Thousands owed inheritance tax rebate
Are you one of the thousands who have overpaid inheritance tax in the last four years?
Thousands of people in Britain could be owed an inheritance tax rebate according to figures released by NFU Mutual.
Inheritance tax, paid based on the value of a property at the time of death, could be reclaimed if the property sells for less within four years.
Given that house prices have fallen by around 11% over the last four years according to Land Registry figures, it is likely that thousands of properties could have sold for less than their value at the time of probate or when the inheritance tax was settled on an estate.
NFU Mutual reckons there is potentially £90 million worth of tax waiting to be claimed back, equating to a rebate of about £4,260 across 21,000 estates of residential properties that were settled in the last four years.
Current inheritance tax rules
Inheritance tax is duty paid on your estate once you die. Known by some as the 'death tax', it's payable at a rate of 40% on anything above the threshold currently £325,000.
This duty has to be paid before any outstanding debts are paid off and any money or belongings can be distributed to people in the will.
There are plenty of ways to reduce the amount of inheritance tax your estate faces, from writing your life insurance policy in trust to making use of your annual gift allowances. For a rull run down, check out How to cut your inheritance tax bill.
How to claim your rebate
Those who inherited in the periods June 2008 to February 2009 and June 2010 to August 2011 are the most likely to be eligible for money back.
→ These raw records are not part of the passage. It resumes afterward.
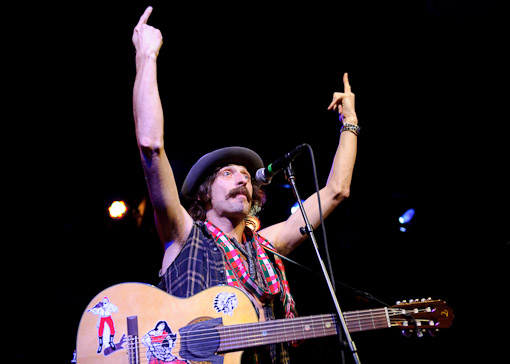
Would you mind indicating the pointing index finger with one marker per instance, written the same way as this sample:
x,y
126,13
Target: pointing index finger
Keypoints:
x,y
347,86
145,16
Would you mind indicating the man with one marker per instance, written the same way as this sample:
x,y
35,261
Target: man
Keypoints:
x,y
208,243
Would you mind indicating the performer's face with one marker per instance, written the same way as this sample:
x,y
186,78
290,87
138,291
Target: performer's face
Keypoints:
x,y
231,192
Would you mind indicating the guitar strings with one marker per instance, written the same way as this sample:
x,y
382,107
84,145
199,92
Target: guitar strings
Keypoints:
x,y
274,327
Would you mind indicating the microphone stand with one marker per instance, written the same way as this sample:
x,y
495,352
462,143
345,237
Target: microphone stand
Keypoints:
x,y
308,229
That's because, according to Land Registry figures, these two periods had the greatest fall in house prices.
If you think you are owed a rebate, the advice from NFU Mutual is to contact HMRC straight away.
Bear in mind that these rebates don’t just apply to residential property, but also to investments like shares and unit trusts sold at a lower value within 12 months of death. You could start a claim for overpaid IHT on shares and trusts using the IHT35 - Claim for relief - loss on sales of shares form.